Les accidents ménagers et le compostage

Sans être une activité référencées comme étant des plus dangereuses (62ème sur la liste des accidents ménagers dangereux pour le ‘bon père de famille’), le compostage amène, chaque année, son lot de victime. Négligeance, fatigue, sentiment d’obligation, absence de conviction, culpabilisation familiale, de nombreux facteurs conditionnent le risque et provoque l’accident. En 2010, par exemple, plus de 1850 accidents ont été imputés ( pour une trentaine d’amputés lourds) à la sortie du compost.

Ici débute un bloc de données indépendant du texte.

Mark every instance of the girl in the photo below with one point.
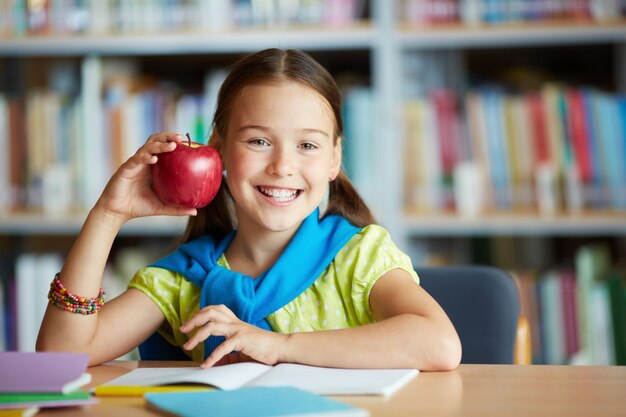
(285, 265)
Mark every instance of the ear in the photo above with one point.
(335, 166)
(216, 141)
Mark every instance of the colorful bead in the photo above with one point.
(62, 298)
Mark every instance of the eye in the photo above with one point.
(308, 146)
(260, 142)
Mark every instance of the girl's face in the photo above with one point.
(279, 154)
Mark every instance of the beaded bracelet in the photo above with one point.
(62, 298)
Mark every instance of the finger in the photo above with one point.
(178, 211)
(225, 348)
(165, 137)
(203, 333)
(202, 317)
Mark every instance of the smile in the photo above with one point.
(279, 194)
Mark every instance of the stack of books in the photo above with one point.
(33, 380)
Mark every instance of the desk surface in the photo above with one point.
(470, 390)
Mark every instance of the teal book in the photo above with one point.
(36, 399)
(250, 402)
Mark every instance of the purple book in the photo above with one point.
(42, 372)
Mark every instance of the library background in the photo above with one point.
(479, 131)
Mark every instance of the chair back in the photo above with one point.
(483, 305)
(156, 348)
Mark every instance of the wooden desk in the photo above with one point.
(471, 390)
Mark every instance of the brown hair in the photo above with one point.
(276, 65)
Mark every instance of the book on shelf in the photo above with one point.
(33, 274)
(499, 12)
(319, 380)
(58, 17)
(251, 402)
(550, 150)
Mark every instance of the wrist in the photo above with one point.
(286, 352)
(106, 218)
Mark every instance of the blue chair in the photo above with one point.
(156, 348)
(483, 305)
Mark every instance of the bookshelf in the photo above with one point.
(380, 49)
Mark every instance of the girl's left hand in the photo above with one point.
(250, 341)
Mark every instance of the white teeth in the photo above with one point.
(278, 194)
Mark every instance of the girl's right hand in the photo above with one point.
(129, 193)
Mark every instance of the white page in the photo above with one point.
(223, 377)
(336, 381)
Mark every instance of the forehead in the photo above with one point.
(281, 104)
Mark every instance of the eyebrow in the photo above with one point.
(267, 129)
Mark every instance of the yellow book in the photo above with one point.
(139, 391)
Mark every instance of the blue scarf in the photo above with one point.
(307, 255)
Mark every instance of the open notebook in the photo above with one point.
(318, 380)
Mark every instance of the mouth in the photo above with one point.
(281, 195)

Le compostage, dangereux ?

Les professionnels du compostage ne pourront pas s’empêcher d’esquisser un sourire en voyant ce titre. Mais rendez vous compte seulement de ce fait : le compostage demande différents gestes actifs qui sortent pour le moins du quotidien : outre le port du bac de compost de la cuisine au jardin (assimilable au port d’un sachet de courses ou d’une cagette pleine) qui est plutôt commun, il faut prendre en compte la manipulation de la pelle ou de l’outil de brassage, le renversement du seau de compost, le sectionnage des gros morceaux difficilement dégradable en l’état (type orange, ananas, pommes de terres), l’aveuglement par des jets de fruits qui explose ou encore la peur de la faune visible.

Classement des accidents par type

Le tableau ci dessous reprend les différents accidents liés au compostage et les relie à leur fréquence de survient (étude de Claude-Kilien, France, 2007).

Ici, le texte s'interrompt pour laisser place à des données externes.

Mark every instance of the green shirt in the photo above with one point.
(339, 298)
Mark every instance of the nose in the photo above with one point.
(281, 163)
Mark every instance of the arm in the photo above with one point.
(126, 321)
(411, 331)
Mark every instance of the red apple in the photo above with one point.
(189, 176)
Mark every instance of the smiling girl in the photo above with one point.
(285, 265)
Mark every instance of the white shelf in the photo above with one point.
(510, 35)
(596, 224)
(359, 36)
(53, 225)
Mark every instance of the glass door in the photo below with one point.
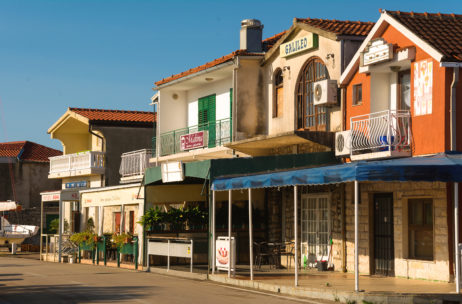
(315, 229)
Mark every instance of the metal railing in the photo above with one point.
(77, 161)
(216, 133)
(381, 131)
(134, 163)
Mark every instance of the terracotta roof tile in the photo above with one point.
(27, 151)
(115, 116)
(208, 65)
(442, 31)
(268, 43)
(355, 28)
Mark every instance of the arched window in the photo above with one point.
(278, 93)
(310, 117)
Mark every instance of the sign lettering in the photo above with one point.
(192, 141)
(299, 45)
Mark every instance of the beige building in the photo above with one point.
(97, 148)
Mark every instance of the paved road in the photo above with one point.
(25, 280)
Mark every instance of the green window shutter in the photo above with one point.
(207, 115)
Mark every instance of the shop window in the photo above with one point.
(357, 94)
(278, 96)
(420, 212)
(132, 222)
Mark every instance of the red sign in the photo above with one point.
(192, 141)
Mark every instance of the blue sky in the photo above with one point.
(107, 54)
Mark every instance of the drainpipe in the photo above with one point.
(90, 129)
(234, 108)
(453, 127)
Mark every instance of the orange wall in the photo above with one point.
(430, 132)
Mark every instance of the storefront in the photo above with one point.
(389, 207)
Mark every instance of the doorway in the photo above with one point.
(315, 228)
(384, 253)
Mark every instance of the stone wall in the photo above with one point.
(438, 269)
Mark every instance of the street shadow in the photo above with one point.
(11, 265)
(12, 279)
(72, 293)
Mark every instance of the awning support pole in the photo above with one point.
(41, 229)
(456, 235)
(356, 237)
(122, 218)
(250, 235)
(230, 199)
(213, 233)
(61, 224)
(296, 234)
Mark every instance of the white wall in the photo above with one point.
(223, 106)
(380, 92)
(173, 112)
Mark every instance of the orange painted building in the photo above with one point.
(429, 130)
(398, 93)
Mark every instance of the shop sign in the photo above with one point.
(50, 197)
(423, 87)
(68, 195)
(172, 172)
(81, 184)
(299, 45)
(192, 141)
(223, 255)
(377, 51)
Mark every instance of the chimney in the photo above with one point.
(251, 35)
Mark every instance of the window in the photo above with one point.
(357, 94)
(420, 213)
(278, 95)
(131, 219)
(310, 117)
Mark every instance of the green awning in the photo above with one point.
(211, 169)
(199, 169)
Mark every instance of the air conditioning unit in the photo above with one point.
(325, 92)
(343, 143)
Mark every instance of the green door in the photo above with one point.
(207, 118)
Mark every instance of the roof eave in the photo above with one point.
(378, 29)
(199, 73)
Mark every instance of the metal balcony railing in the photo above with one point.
(134, 163)
(381, 131)
(77, 161)
(216, 133)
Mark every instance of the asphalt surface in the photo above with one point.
(27, 280)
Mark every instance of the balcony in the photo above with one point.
(210, 135)
(77, 164)
(133, 164)
(381, 135)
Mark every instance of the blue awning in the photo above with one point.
(444, 167)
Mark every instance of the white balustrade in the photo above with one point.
(135, 162)
(77, 161)
(381, 131)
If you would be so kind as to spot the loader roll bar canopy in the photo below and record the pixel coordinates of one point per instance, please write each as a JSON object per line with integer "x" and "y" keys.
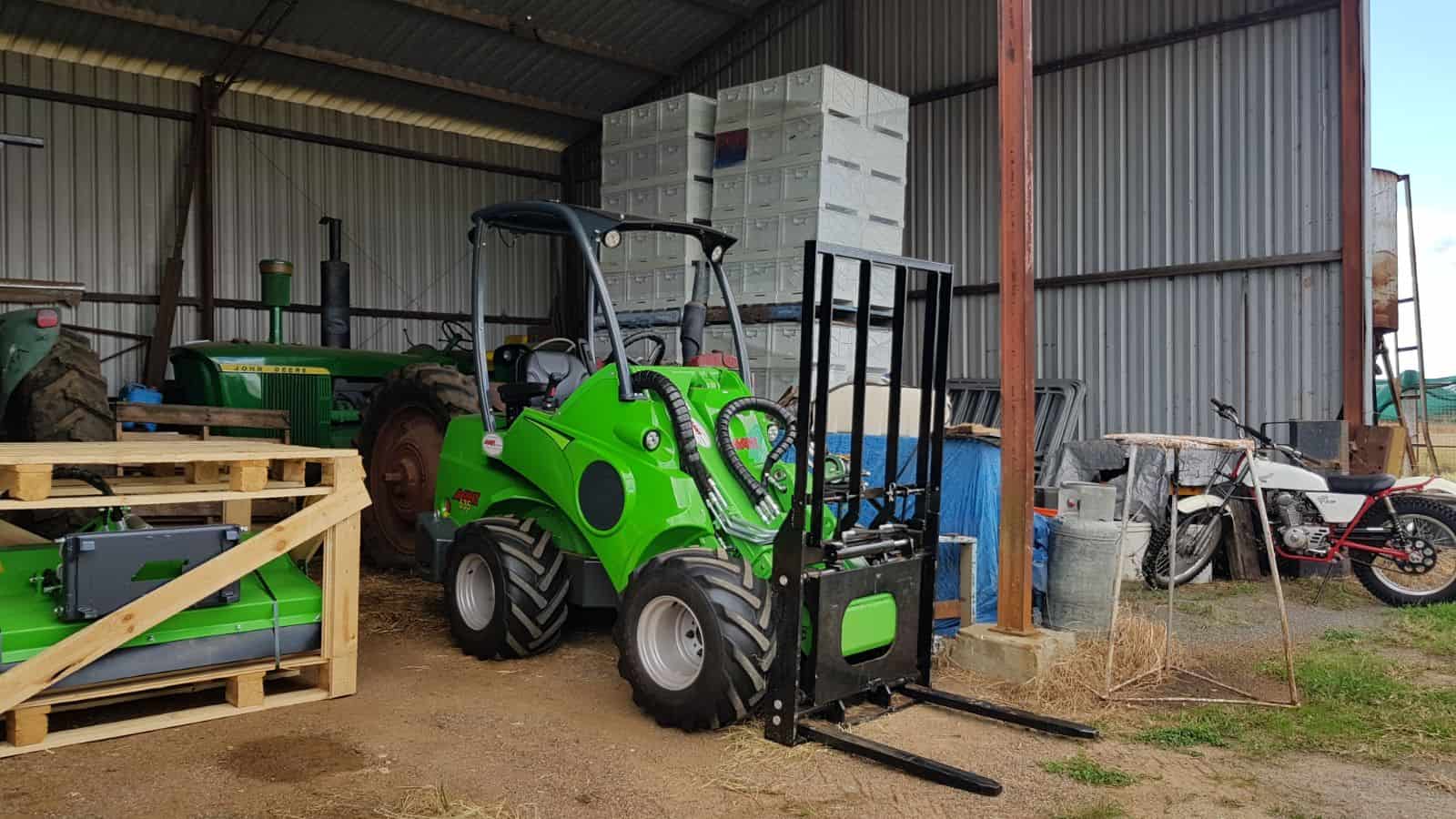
{"x": 589, "y": 228}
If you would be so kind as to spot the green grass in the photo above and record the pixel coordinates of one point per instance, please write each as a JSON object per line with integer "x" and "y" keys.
{"x": 1427, "y": 629}
{"x": 1085, "y": 770}
{"x": 1354, "y": 703}
{"x": 1099, "y": 811}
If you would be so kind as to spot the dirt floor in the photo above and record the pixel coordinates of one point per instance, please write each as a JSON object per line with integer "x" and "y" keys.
{"x": 437, "y": 733}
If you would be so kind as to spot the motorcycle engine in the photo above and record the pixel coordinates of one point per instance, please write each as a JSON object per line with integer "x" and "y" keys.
{"x": 1300, "y": 528}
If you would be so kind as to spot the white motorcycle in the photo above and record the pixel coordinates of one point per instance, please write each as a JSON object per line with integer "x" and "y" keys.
{"x": 1400, "y": 533}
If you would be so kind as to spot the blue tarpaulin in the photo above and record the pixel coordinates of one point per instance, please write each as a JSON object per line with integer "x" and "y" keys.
{"x": 970, "y": 504}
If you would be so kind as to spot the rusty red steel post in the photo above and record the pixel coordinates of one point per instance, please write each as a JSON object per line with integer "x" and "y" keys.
{"x": 1351, "y": 212}
{"x": 1018, "y": 329}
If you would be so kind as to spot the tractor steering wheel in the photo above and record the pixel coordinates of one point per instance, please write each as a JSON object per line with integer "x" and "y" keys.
{"x": 458, "y": 336}
{"x": 654, "y": 356}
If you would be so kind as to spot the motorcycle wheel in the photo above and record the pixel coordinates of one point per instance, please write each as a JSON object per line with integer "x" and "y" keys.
{"x": 1431, "y": 525}
{"x": 1200, "y": 535}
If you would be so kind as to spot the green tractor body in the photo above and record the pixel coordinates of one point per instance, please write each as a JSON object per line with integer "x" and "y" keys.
{"x": 25, "y": 339}
{"x": 325, "y": 389}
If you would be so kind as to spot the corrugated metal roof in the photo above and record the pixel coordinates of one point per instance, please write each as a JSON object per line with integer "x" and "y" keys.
{"x": 450, "y": 70}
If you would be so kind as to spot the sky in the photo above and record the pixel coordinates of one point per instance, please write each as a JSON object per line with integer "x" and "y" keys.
{"x": 1412, "y": 130}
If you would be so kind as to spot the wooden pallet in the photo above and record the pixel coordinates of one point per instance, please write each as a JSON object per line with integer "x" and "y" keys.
{"x": 233, "y": 472}
{"x": 197, "y": 421}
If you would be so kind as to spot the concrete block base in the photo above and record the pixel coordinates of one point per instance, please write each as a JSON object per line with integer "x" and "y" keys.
{"x": 1006, "y": 656}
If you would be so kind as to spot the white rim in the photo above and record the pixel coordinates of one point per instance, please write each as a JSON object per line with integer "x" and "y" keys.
{"x": 475, "y": 592}
{"x": 1423, "y": 531}
{"x": 670, "y": 643}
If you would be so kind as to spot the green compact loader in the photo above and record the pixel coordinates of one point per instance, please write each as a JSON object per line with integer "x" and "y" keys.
{"x": 743, "y": 583}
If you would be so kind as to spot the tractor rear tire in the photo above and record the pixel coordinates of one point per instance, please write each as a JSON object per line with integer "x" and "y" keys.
{"x": 696, "y": 639}
{"x": 400, "y": 439}
{"x": 506, "y": 589}
{"x": 63, "y": 398}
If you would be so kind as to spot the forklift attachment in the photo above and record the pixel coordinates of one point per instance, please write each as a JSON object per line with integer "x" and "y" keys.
{"x": 887, "y": 561}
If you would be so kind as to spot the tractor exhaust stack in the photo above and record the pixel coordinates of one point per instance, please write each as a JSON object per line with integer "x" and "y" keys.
{"x": 334, "y": 290}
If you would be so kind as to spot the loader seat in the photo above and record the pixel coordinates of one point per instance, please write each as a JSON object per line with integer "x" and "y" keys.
{"x": 535, "y": 375}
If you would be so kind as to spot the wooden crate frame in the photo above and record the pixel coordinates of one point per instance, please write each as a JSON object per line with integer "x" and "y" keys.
{"x": 235, "y": 472}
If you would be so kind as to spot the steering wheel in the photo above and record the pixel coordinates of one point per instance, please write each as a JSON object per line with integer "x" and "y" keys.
{"x": 458, "y": 334}
{"x": 655, "y": 356}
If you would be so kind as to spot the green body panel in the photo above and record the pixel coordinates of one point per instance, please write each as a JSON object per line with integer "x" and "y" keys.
{"x": 286, "y": 376}
{"x": 28, "y": 622}
{"x": 22, "y": 346}
{"x": 870, "y": 622}
{"x": 543, "y": 453}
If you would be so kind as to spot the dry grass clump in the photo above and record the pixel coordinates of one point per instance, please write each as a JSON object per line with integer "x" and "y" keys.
{"x": 756, "y": 765}
{"x": 1075, "y": 685}
{"x": 398, "y": 603}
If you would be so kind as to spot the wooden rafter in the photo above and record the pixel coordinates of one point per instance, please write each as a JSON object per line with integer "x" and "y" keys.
{"x": 328, "y": 57}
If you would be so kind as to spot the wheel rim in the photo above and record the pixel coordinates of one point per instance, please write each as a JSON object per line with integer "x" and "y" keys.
{"x": 1198, "y": 535}
{"x": 670, "y": 643}
{"x": 1423, "y": 531}
{"x": 475, "y": 592}
{"x": 402, "y": 475}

Type d’accident Fréquence de survient (%) Nombre de victime dont ayant provoqué une incapacité à long terme (dont décès)
Manipulation de l’outil 32% 589 205 (12)
Sectionnage des gros morceaux 26% 479 157 (7)
Aveuglement par projection suivi d’une chute 17% 313 92 (5)
Peur de la faune visible suivi d’une fuite puis d’une chute 14% 258 72 (1)
Renversement du seau de compost 7% 129 2 (0)
Port du seau jusqu’au composteur 4% 74 4 (0)
TOTAL 100% 1842 432

Analyse globale de l’étude.

L’étude de Claude-Kilien a été effectué entre mars 2007 et décembre 2007 sur la population française en s’appuyant sur les données des différents hopitaux de grande ville. Elle est donc volontairement restreinte afin d’éviter une trop grande dispersion des résultats. Les catégorisations qui ont été choisis sont liées aux réponses des victimes des accidents qui étaient assez similaires pour en dégager 6 grandes thématiques..
Un faible pourcentage de la population dont l’accident n’a pu être directement reliéà la sortie du compost (soit trop lié à une ambiance familiale ou simplement car elle manquait de relation direct avec le compostage) a été volontairement écarté de l’étude et c’est pour cette raison qu’il n’y a pas de catégorie « autres ».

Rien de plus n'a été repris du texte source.